Linux has a software iSCSI initiator in the kernel that takes the place and form of a SCSI HBA driver and therefore allows Linux to use iSCSI disks. However, as iSCSI is a fully network-based protocol, iSCSI initiator support needs more than just the ability to send SCSI packets over the network. Before Linux can use an iSCSI target, Linux must find the target on the network and make a connection to it. In some cases, Linux must send authentication information to gain access to the target. Linux must also detect any failure of the network connection and must establish a new connection, including logging in again if necessary.
The discovery, connection, and logging in is handled in userspace by the iscsiadm utility, and the error handling is also handled in userspace by iscsid.
Both iscsiadm and iscsid are part of the iscsi-initiator-utils package under Red Hat Enterprise Linux.

B.1. iSCSI Disks in anaconda

Anaconda can discover (and then log in to) iSCSI disks in two ways:
  1. When anaconda starts, it checks if the BIOS or add-on boot ROMs of the system support iSCSI Boot Firmware Table (iBFT), a BIOS extension for systems which can boot from iSCSI. If the BIOS supports iBFT, anaconda will read the iSCSI target information for the configured boot disk from the BIOS and log in to this target, making it available as an installation target.
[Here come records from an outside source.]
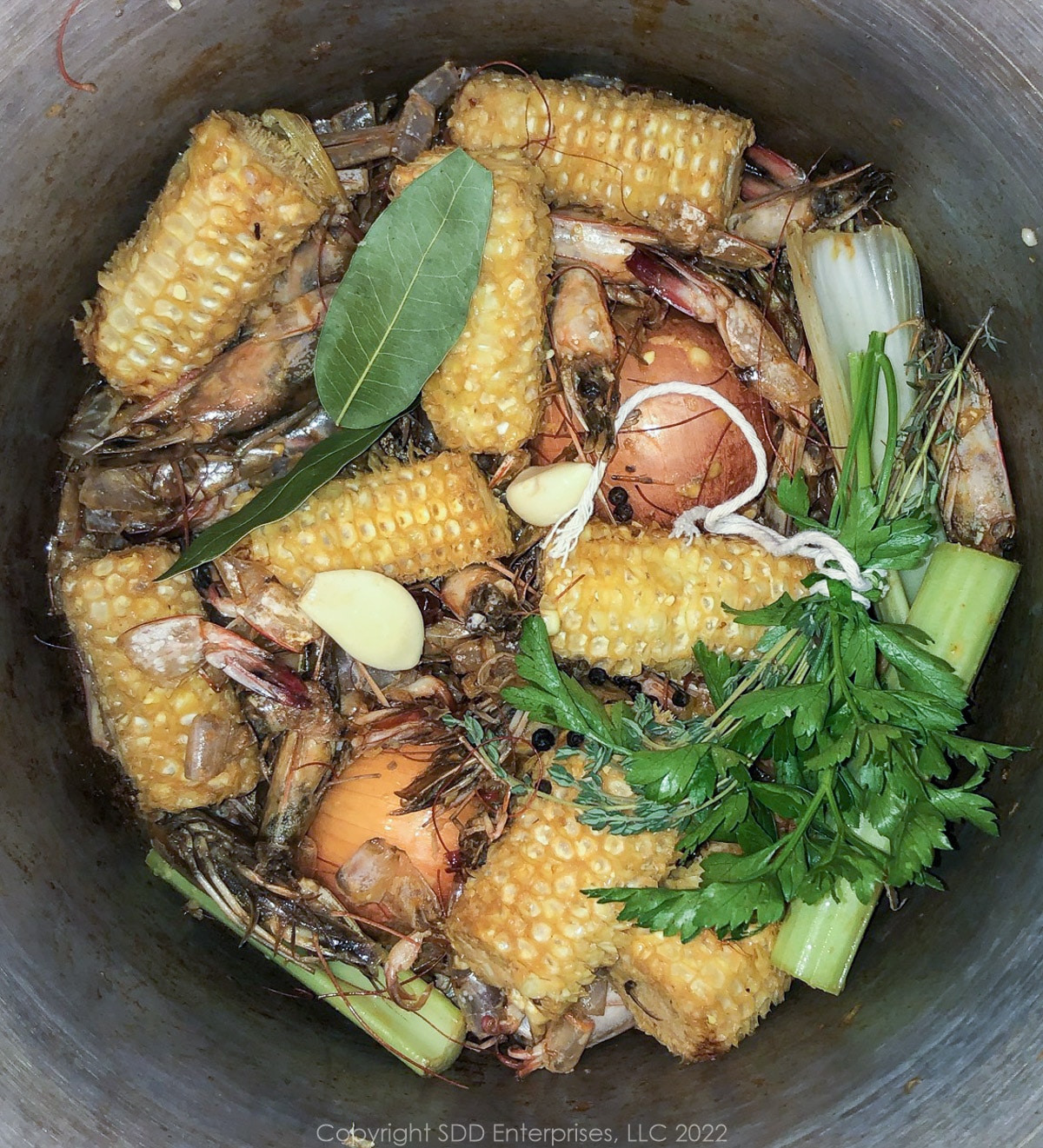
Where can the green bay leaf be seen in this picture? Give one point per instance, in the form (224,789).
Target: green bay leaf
(317,466)
(406,296)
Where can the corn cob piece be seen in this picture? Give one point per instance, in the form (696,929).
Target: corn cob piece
(147,722)
(522,922)
(409,521)
(636,157)
(235,207)
(625,598)
(701,998)
(485,397)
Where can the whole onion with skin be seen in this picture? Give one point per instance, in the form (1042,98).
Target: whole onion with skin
(363,803)
(677,451)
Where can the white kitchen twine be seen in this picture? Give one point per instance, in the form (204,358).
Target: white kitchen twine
(831,559)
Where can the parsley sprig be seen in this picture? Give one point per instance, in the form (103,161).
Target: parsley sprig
(868,765)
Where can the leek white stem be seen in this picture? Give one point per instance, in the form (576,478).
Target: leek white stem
(849,285)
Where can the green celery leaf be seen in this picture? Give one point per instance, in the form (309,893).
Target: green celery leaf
(670,775)
(727,907)
(960,805)
(786,800)
(792,495)
(920,669)
(406,295)
(555,697)
(316,468)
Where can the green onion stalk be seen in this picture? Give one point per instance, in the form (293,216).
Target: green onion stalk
(958,607)
(428,1039)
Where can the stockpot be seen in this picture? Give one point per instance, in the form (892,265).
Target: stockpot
(123,1022)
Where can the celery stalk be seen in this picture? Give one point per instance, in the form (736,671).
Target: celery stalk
(426,1040)
(817,943)
(960,603)
(958,607)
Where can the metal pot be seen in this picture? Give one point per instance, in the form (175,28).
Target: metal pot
(125,1023)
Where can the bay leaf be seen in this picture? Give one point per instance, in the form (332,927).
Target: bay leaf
(404,299)
(316,468)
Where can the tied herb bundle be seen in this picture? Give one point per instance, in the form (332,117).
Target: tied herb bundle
(833,758)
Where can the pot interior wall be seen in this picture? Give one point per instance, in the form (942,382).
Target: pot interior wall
(124,1022)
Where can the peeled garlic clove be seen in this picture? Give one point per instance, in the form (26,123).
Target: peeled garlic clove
(369,614)
(542,494)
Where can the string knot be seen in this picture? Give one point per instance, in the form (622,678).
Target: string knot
(831,558)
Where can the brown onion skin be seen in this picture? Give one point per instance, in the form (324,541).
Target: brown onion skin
(681,451)
(362,804)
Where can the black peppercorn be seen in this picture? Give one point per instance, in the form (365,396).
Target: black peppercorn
(617,496)
(628,684)
(542,740)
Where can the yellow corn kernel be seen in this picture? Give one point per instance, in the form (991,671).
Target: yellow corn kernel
(410,521)
(701,998)
(485,397)
(522,922)
(634,158)
(235,207)
(147,722)
(625,597)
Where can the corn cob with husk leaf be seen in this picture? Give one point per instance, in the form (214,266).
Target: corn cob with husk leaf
(149,722)
(628,597)
(485,397)
(522,922)
(702,997)
(408,521)
(633,157)
(236,204)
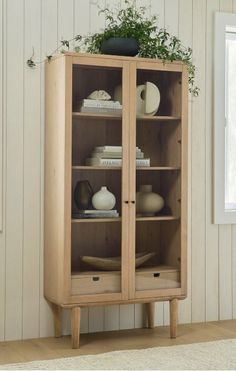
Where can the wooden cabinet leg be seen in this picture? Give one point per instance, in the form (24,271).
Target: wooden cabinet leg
(75,327)
(57,315)
(173,318)
(150,308)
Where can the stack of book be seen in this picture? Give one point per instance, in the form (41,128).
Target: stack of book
(101,106)
(89,214)
(112,156)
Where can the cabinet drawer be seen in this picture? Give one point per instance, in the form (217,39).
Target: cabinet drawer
(152,280)
(96,283)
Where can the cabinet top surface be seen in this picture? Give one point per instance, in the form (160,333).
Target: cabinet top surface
(118,58)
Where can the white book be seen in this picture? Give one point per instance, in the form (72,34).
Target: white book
(96,216)
(114,162)
(98,212)
(107,154)
(100,103)
(113,111)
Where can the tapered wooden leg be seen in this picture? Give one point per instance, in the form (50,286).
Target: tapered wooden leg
(57,315)
(75,327)
(173,318)
(150,308)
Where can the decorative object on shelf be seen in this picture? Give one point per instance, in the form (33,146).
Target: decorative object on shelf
(99,95)
(103,199)
(114,263)
(96,214)
(147,99)
(120,46)
(147,202)
(112,156)
(83,194)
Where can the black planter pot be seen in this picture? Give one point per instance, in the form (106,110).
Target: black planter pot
(120,46)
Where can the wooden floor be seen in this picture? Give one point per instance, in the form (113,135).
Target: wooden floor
(48,348)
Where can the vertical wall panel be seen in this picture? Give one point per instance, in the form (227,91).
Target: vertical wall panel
(186,36)
(1,115)
(172,25)
(65,19)
(14,186)
(97,21)
(65,31)
(3,168)
(158,8)
(233,242)
(172,16)
(225,251)
(49,39)
(198,165)
(212,241)
(31,194)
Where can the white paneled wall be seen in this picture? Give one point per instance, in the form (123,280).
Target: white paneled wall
(211,249)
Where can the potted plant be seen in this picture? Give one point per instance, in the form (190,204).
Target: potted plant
(129,31)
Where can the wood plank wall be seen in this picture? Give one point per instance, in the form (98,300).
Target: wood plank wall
(212,249)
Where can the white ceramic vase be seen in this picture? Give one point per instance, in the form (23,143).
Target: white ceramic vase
(103,199)
(147,202)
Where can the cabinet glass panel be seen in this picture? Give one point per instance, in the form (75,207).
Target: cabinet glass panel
(158,180)
(96,167)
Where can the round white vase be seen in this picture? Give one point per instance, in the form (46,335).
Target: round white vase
(103,199)
(147,202)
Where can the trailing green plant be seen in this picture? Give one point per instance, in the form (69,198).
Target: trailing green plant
(133,22)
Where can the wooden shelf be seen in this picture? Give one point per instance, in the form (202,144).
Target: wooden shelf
(155,218)
(96,167)
(158,168)
(146,168)
(107,116)
(96,220)
(158,118)
(156,268)
(96,116)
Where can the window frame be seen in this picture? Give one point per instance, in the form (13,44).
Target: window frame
(221,214)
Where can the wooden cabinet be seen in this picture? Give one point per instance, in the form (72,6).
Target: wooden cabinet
(70,138)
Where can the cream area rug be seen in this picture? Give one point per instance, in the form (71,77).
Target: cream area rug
(215,355)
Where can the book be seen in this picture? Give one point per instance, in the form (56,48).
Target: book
(94,216)
(113,111)
(100,103)
(114,162)
(107,154)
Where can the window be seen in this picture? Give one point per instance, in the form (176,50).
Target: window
(225,119)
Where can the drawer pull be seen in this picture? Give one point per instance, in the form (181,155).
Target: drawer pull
(96,278)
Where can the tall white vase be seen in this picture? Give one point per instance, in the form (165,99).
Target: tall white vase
(103,199)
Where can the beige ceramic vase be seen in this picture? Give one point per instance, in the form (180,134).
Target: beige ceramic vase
(148,203)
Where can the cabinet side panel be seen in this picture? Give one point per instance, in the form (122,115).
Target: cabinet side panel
(54,180)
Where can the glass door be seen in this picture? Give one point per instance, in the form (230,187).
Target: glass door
(98,220)
(157,157)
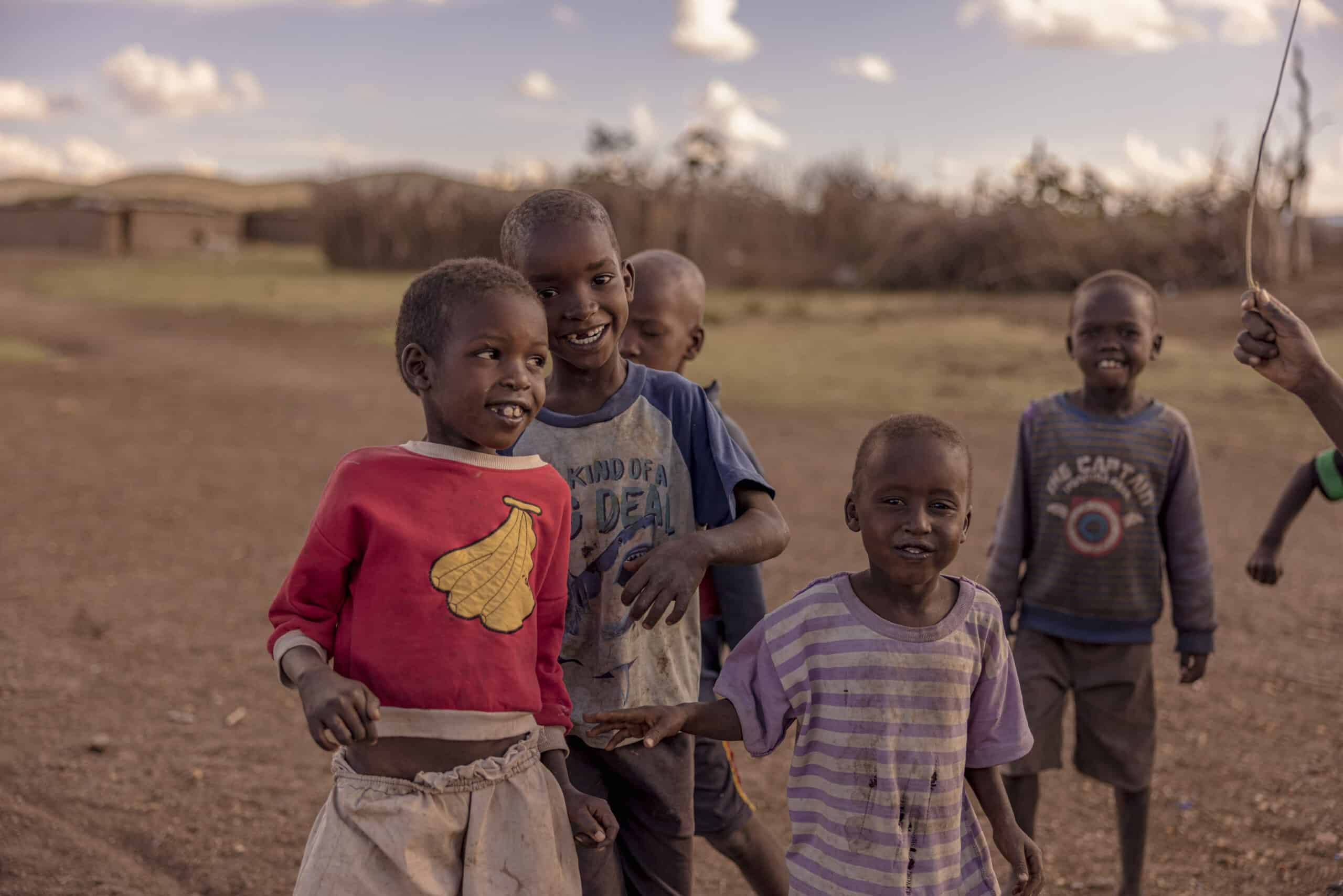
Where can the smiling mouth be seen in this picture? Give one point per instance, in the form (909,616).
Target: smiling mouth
(588,336)
(511,411)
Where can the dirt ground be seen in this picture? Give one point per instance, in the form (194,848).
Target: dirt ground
(157,477)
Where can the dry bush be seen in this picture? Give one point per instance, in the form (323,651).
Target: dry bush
(843,226)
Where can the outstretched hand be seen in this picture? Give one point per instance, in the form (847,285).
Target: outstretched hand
(1277,343)
(1192,667)
(1264,567)
(667,577)
(591,818)
(1028,863)
(653,724)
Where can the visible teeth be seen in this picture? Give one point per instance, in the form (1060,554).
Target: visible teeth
(588,338)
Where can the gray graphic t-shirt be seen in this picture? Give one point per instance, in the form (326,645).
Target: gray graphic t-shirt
(653,464)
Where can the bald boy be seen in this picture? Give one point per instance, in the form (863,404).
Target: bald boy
(667,332)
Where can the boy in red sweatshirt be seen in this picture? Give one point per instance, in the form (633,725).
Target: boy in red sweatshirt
(434,581)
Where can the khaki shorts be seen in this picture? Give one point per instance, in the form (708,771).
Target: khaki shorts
(1115,699)
(496,827)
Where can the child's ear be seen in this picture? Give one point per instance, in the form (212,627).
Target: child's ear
(417,368)
(850,515)
(696,343)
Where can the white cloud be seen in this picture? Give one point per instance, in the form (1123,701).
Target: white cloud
(92,162)
(564,17)
(1326,193)
(80,159)
(1121,26)
(1248,22)
(22,101)
(1142,26)
(1150,164)
(868,66)
(706,29)
(160,85)
(197,164)
(538,85)
(642,124)
(731,114)
(20,156)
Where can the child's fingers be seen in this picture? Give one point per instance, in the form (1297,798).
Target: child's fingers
(1257,327)
(1256,347)
(633,589)
(320,735)
(679,610)
(337,729)
(660,605)
(605,817)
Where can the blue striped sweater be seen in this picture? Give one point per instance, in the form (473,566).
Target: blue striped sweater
(1095,504)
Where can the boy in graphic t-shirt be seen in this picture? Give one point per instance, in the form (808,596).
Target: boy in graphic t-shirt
(649,465)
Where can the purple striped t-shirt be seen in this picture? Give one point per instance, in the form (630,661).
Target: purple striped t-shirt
(888,720)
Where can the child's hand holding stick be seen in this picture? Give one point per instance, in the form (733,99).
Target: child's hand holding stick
(1282,348)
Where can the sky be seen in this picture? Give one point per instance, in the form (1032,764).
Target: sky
(927,90)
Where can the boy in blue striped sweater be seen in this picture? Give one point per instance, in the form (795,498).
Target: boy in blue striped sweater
(1106,484)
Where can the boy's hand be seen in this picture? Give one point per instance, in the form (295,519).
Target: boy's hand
(1192,667)
(340,711)
(591,818)
(1028,863)
(1264,566)
(652,723)
(667,575)
(1277,343)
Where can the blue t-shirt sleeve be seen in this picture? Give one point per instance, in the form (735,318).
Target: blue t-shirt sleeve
(718,464)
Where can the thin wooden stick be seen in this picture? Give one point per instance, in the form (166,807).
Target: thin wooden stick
(1250,215)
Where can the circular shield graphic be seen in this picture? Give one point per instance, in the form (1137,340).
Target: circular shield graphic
(1094,527)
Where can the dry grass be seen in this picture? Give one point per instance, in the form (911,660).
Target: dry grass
(210,191)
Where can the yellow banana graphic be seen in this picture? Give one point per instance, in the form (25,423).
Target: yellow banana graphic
(492,578)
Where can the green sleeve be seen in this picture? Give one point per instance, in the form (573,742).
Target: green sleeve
(1327,472)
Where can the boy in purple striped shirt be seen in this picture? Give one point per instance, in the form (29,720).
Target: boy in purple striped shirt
(903,688)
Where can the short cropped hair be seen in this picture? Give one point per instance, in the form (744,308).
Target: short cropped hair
(547,207)
(1116,279)
(905,426)
(430,300)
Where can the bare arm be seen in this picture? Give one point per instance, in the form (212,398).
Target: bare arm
(1295,496)
(593,823)
(339,710)
(1016,847)
(670,574)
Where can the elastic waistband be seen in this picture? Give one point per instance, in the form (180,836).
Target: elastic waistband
(1091,631)
(483,773)
(453,724)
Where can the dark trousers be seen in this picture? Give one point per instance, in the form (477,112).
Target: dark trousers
(652,793)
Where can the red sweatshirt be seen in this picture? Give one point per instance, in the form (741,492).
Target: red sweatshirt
(437,577)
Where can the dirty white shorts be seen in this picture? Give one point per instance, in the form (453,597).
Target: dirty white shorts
(493,828)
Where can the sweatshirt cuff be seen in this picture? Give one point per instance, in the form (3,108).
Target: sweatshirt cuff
(1195,641)
(288,643)
(552,738)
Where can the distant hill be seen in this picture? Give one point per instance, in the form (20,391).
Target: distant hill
(219,193)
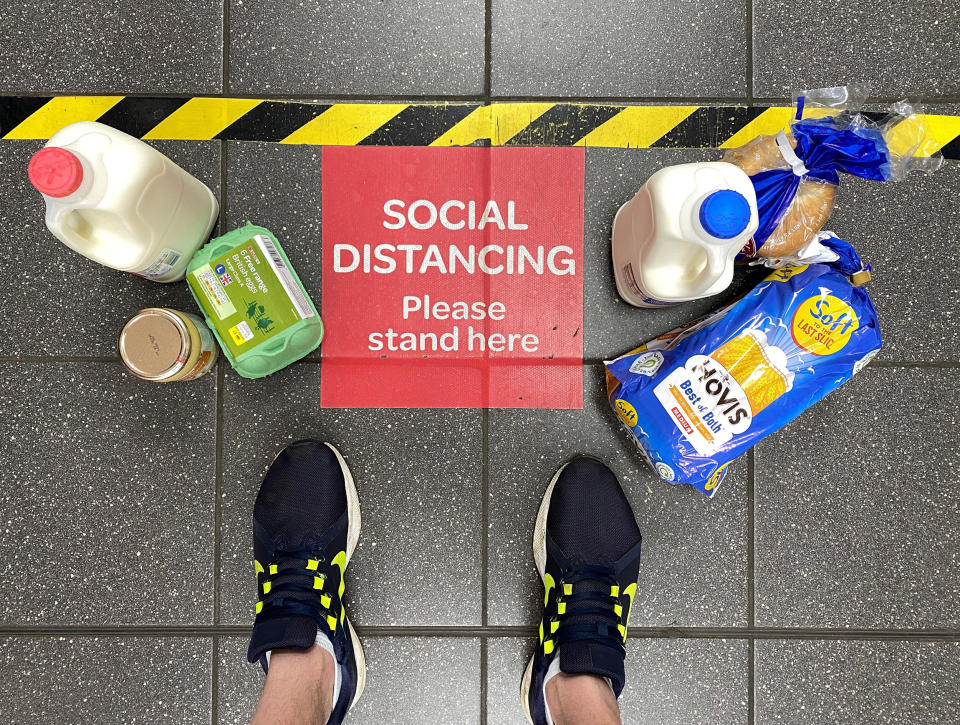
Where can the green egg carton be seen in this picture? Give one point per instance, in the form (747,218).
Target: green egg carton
(254,302)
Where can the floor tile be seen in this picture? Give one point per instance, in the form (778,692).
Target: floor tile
(897,49)
(669,681)
(693,566)
(79,680)
(854,682)
(418,473)
(104,46)
(239,683)
(404,682)
(366,47)
(75,306)
(857,511)
(909,232)
(632,49)
(611,326)
(106,496)
(278,187)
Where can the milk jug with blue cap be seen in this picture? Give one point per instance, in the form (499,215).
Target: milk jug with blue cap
(677,239)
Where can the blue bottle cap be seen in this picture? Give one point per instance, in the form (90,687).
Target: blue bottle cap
(725,214)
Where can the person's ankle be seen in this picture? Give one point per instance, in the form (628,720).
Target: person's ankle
(313,669)
(580,699)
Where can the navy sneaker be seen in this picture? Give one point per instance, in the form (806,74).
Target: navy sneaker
(306,522)
(587,548)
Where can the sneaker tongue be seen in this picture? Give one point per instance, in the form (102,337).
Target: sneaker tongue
(294,631)
(589,658)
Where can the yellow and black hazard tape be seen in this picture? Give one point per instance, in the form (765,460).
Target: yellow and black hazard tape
(416,124)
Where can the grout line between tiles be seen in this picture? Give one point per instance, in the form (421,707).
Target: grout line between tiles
(473,632)
(225,81)
(481,97)
(483,681)
(751,581)
(484,554)
(215,690)
(487,48)
(901,364)
(221,366)
(484,511)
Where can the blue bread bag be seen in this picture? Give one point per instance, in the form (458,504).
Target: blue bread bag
(700,396)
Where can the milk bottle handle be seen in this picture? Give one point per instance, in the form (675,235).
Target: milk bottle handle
(716,266)
(84,245)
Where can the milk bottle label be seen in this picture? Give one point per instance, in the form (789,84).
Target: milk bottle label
(161,266)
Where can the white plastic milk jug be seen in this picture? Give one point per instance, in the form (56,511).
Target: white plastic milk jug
(676,240)
(120,202)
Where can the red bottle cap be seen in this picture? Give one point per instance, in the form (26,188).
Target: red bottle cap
(55,171)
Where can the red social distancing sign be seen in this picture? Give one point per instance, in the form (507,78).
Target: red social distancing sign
(452,277)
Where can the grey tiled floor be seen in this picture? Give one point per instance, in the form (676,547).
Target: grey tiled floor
(824,571)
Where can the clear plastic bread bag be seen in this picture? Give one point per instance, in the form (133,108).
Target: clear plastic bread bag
(796,172)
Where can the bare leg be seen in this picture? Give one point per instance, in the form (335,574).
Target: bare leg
(299,688)
(581,700)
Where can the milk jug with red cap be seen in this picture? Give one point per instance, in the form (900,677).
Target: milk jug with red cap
(120,202)
(677,239)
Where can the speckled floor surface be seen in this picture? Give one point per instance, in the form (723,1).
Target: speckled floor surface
(821,585)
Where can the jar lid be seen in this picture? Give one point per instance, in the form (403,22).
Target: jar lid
(154,344)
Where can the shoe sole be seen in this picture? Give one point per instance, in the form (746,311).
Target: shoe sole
(353,536)
(540,557)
  2. If you select the Specialized Storage Devices option during installation, the storage device selection screen presents you with an Add Advanced Target button. If you click this button, you can add iSCSI target information like the discovery IP address. Anaconda probes the given IP address and logs in to any targets that it finds. See Section 9.6.1.1, “ Advanced Storage Options ” for the details that you can specify for iSCSI targets.
While anaconda uses iscsiadm to find and log into iSCSI targets, iscsiadm automatically stores any information about these targets in the iscsiadm iSCSI database. Anaconda then copies this database to the installed system and marks any iSCSI targets not used for / so that the system will automatically log in to them when it starts. If / is placed on an iSCSI target, initrd will log into this target and anaconda does not include this target in start up scripts to avoid multiple attempts to log into the same target.
If / is placed on an iSCSI target, anaconda sets NetworkManager to ignore any network interfaces that were active during the installation process. These interfaces will also be configured by initrd when the system starts. If NetworkManager were to reconfigure these interfaces, the system would lose its connection to /.